LoopVectorizer: shufflevectors

To me, this looks like something the LoopVectorizer is neglecting and
should be combining.

It's not up to the vectoriser to combine code.

But it could be up to the vectoriser to generate less bloated code,
given it's a small change.

That's my point above.

We should note that
1) Loop Vectorizer is not the only place that generates vectorized IR. For example, programmer's intrinsic vector code, after inlining etc. might show the same problem. Any optimizations added within LV won't be applied when other parts of the compiler is generating vectorized IR.
2) Vectorizer's main job is generating widened vector code that is easier to optimize later on, not necessarily generating highly optimized vector code on its own.
3) Cost modeling correctly (and as a result choosing good VF) is a more important problem, than performing the optimization within the vectorizer itself.
4) If cost modeling is taking optimization into account, LV has a chance of generating optimized code. That doesn't necessarily mean LV should ---- back to 1).

The last thing we want would be making LV a gigantic monolithic optimizer that is so hard to maintain.

I think we should talk about how much complexity we would be adding for general "vectorized load/store optimization", and whether we should have a separate post-vectorizer optimizer doing it (while LV still needs to understand the cost modeling aspect of that optimization, in order to choose the right VF). This should include a discussion about moving interleave memory access optimization from LV to there. Adding a small new optimization here and there to LV can have a snowball effect.

Thanks,
Hideki

I think we should talk about how much complexity we would be adding for general "vectorized load/store optimization", and whether we should have a separate post-vectorizer optimizer doing it (while LV still needs to understand the cost modeling aspect of that optimization, in order to choose the right VF).

I imagine it would be a lot easier to plug loop-vectorisation-specific
clean up passes in a VPlan model than today.
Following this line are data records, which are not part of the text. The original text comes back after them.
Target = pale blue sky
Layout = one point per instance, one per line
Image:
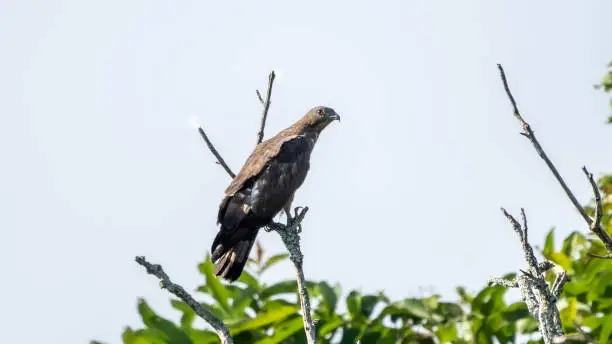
(100, 163)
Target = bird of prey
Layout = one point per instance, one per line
(264, 186)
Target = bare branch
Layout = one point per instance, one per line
(266, 106)
(291, 239)
(595, 224)
(502, 282)
(165, 283)
(212, 148)
(260, 97)
(528, 132)
(557, 287)
(290, 232)
(539, 299)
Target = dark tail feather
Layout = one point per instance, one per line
(232, 262)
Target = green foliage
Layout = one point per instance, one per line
(257, 312)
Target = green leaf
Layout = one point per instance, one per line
(549, 244)
(446, 333)
(202, 337)
(243, 300)
(330, 298)
(516, 311)
(606, 329)
(143, 337)
(349, 336)
(330, 325)
(450, 310)
(172, 333)
(276, 312)
(277, 258)
(249, 280)
(284, 330)
(217, 290)
(416, 307)
(569, 313)
(573, 244)
(561, 260)
(368, 302)
(353, 303)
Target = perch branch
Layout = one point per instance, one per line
(290, 232)
(165, 283)
(540, 300)
(594, 225)
(266, 106)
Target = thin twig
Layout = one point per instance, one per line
(595, 224)
(528, 132)
(502, 282)
(266, 106)
(289, 233)
(594, 255)
(539, 299)
(212, 148)
(558, 285)
(165, 282)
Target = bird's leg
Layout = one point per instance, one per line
(273, 226)
(296, 212)
(287, 210)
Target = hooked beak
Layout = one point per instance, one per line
(334, 116)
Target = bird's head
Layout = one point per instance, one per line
(319, 117)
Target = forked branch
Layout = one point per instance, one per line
(289, 233)
(165, 283)
(594, 224)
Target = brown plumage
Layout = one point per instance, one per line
(264, 186)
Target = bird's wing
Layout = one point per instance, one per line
(256, 162)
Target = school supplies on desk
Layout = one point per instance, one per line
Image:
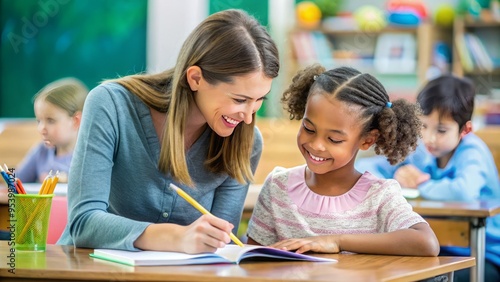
(230, 254)
(201, 209)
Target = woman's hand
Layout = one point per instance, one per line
(409, 176)
(318, 244)
(206, 234)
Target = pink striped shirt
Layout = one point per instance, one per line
(287, 208)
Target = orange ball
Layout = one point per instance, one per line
(308, 14)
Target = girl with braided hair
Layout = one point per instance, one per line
(326, 205)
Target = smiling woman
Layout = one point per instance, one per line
(192, 126)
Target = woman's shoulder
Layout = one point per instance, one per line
(108, 90)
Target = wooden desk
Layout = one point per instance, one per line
(474, 213)
(65, 263)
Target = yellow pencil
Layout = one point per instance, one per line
(201, 209)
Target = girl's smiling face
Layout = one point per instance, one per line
(329, 137)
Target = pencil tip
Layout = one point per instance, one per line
(173, 187)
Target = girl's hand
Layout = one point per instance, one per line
(409, 176)
(318, 244)
(206, 234)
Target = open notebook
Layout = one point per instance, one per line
(229, 254)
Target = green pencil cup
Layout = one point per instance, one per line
(32, 213)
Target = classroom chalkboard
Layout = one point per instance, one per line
(44, 40)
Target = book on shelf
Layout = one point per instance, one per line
(480, 56)
(463, 53)
(230, 254)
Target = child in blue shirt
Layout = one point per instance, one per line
(451, 163)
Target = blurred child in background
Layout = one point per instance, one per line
(451, 163)
(58, 109)
(327, 205)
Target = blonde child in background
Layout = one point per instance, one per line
(326, 205)
(58, 109)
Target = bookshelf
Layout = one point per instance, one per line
(476, 52)
(358, 49)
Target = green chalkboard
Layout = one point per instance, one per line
(44, 40)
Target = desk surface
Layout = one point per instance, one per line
(479, 209)
(66, 262)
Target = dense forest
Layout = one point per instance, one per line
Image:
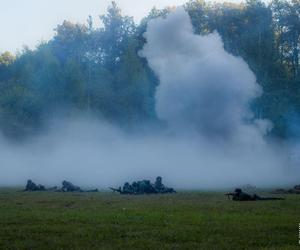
(97, 70)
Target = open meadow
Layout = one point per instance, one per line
(186, 220)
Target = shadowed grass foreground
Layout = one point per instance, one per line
(188, 220)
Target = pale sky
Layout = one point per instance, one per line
(26, 22)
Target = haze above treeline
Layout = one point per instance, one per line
(85, 69)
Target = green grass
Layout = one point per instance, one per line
(187, 220)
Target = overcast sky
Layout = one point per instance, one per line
(26, 22)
But as you said, this is
only part of the vectorised code the middle end generates.

While LV could (potentially) generate less bloated code, which would
also help clean up passes to do their jobs better, it will have to be
very conservative and extensively tested.

This should include a discussion about moving interleave memory access optimization from LV to there. Adding a small new optimization here and there to LV can have a snowball effect.
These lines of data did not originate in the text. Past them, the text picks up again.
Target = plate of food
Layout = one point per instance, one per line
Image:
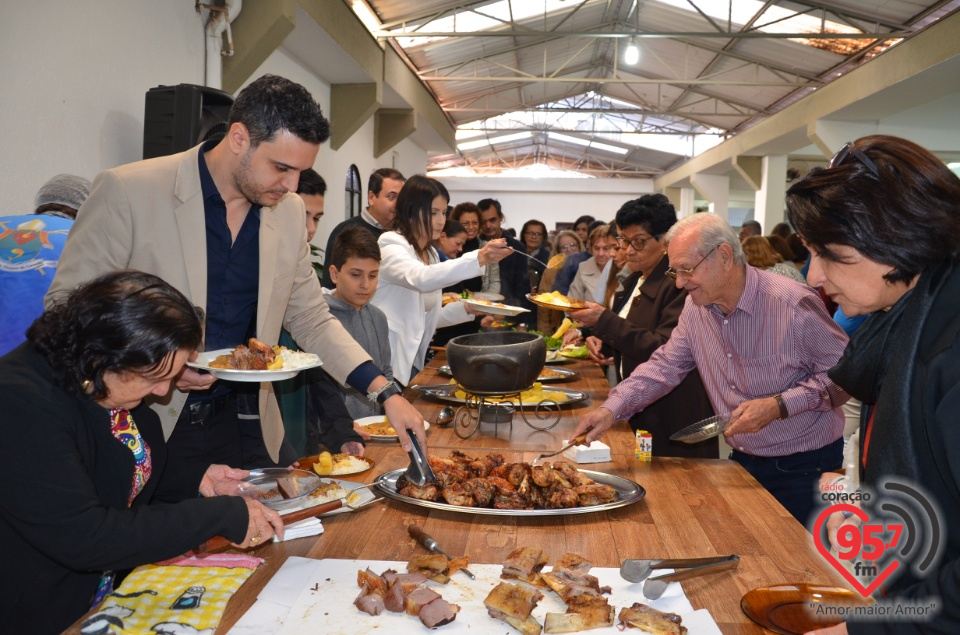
(380, 429)
(330, 490)
(556, 300)
(255, 362)
(327, 464)
(574, 352)
(589, 491)
(546, 375)
(531, 398)
(553, 357)
(495, 308)
(278, 488)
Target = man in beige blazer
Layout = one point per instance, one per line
(152, 215)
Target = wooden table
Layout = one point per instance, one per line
(692, 508)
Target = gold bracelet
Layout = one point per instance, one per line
(783, 407)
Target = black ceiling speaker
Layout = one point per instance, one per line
(176, 118)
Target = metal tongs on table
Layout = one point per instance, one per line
(419, 473)
(685, 568)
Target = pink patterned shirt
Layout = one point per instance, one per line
(778, 340)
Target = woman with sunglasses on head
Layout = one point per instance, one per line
(882, 223)
(565, 244)
(412, 277)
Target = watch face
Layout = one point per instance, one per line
(388, 392)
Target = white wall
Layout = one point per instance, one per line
(74, 75)
(332, 165)
(548, 200)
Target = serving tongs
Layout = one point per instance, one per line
(350, 501)
(554, 263)
(419, 473)
(574, 441)
(684, 569)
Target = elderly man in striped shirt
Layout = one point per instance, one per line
(763, 344)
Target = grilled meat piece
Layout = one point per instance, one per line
(418, 598)
(396, 598)
(458, 494)
(409, 581)
(595, 494)
(515, 600)
(481, 490)
(438, 613)
(651, 620)
(563, 498)
(369, 601)
(524, 563)
(573, 562)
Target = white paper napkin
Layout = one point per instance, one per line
(301, 529)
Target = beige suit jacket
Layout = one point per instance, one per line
(149, 216)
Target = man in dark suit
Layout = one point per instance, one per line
(644, 315)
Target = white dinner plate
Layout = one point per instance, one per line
(366, 496)
(496, 308)
(366, 421)
(203, 362)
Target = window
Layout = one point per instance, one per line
(354, 192)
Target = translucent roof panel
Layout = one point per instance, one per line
(545, 83)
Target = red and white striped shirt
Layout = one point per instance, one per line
(778, 340)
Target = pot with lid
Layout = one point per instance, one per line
(496, 363)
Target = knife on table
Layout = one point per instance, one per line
(427, 541)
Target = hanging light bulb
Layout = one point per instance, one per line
(632, 55)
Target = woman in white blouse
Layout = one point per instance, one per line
(411, 278)
(588, 274)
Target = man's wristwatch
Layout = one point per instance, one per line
(385, 391)
(781, 404)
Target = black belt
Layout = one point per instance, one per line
(202, 411)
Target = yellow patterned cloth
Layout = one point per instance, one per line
(185, 596)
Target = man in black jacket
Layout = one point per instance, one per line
(382, 190)
(514, 277)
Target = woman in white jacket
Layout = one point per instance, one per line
(411, 277)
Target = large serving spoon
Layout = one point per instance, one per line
(555, 262)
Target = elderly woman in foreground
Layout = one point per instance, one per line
(883, 227)
(88, 490)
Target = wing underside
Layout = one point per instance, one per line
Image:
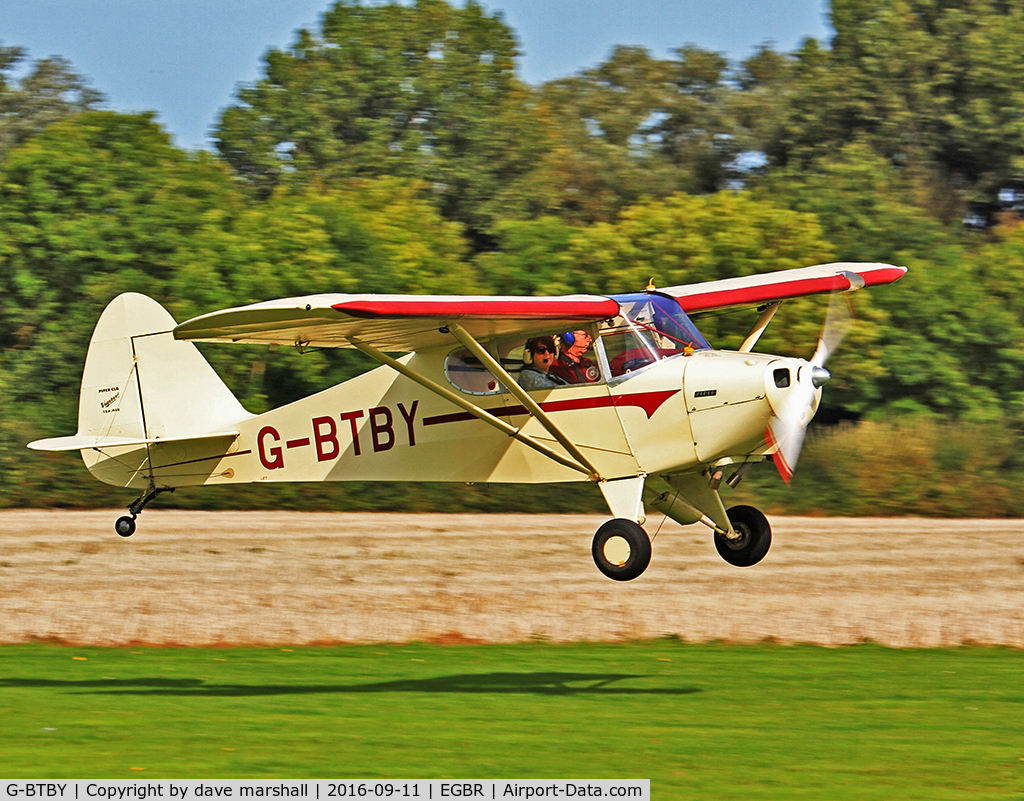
(391, 323)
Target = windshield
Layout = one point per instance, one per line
(649, 328)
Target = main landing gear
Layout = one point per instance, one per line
(753, 541)
(622, 548)
(125, 527)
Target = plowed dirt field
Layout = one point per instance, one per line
(287, 578)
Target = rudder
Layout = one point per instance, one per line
(140, 382)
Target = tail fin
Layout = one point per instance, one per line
(140, 385)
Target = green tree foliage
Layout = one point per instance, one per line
(50, 91)
(424, 91)
(925, 81)
(392, 150)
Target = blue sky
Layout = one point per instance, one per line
(183, 58)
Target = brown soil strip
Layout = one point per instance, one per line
(285, 578)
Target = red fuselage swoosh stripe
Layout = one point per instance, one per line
(648, 402)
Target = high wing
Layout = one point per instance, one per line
(781, 285)
(408, 323)
(391, 323)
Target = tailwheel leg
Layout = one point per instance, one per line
(125, 525)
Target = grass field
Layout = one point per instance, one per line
(700, 721)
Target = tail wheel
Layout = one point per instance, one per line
(622, 549)
(754, 540)
(125, 527)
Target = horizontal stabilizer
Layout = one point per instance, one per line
(90, 443)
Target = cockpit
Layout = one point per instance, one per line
(648, 329)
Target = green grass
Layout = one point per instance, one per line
(700, 721)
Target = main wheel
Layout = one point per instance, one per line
(125, 527)
(622, 549)
(755, 537)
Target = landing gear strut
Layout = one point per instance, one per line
(622, 549)
(125, 527)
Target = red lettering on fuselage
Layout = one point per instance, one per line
(326, 436)
(272, 458)
(327, 439)
(381, 428)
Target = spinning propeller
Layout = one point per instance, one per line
(795, 408)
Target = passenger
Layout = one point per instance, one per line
(535, 374)
(572, 366)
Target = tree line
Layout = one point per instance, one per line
(393, 149)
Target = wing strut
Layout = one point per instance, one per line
(759, 327)
(480, 414)
(520, 394)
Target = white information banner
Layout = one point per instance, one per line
(322, 789)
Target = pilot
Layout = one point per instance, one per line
(535, 374)
(571, 365)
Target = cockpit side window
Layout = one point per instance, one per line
(649, 328)
(466, 373)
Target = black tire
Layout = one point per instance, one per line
(755, 540)
(622, 549)
(125, 527)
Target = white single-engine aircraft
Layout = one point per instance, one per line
(656, 402)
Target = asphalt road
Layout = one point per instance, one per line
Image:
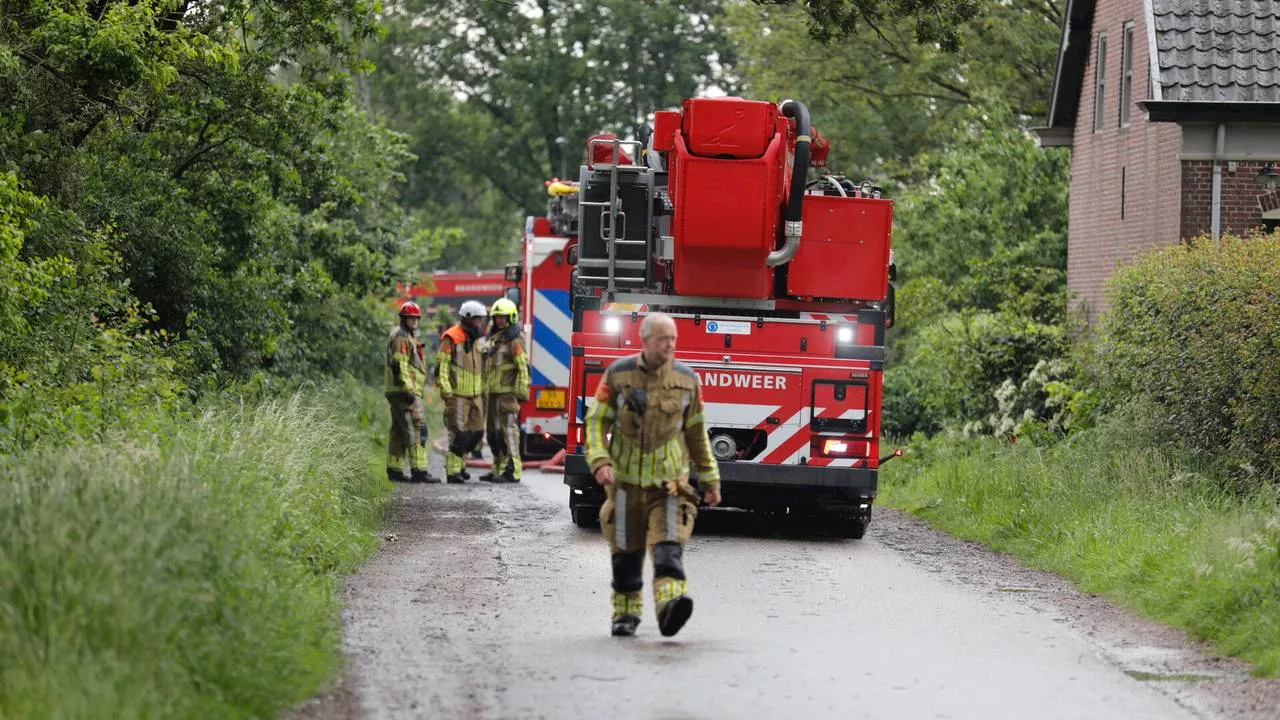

I agree that interleave access is not exclusive to loop vectorisation
and that it should be moved to a higher position (some of your patches
earlier this year come to mind).

But, as I said back then, before we do so, we need to understand
exactly where to put it. That will depend on what other passes will
actually use it and if we want it to be a utility class or an analysis
pass, or both.

Have you compiled a list of passes that could benefit from such a move?

cheers,
--renato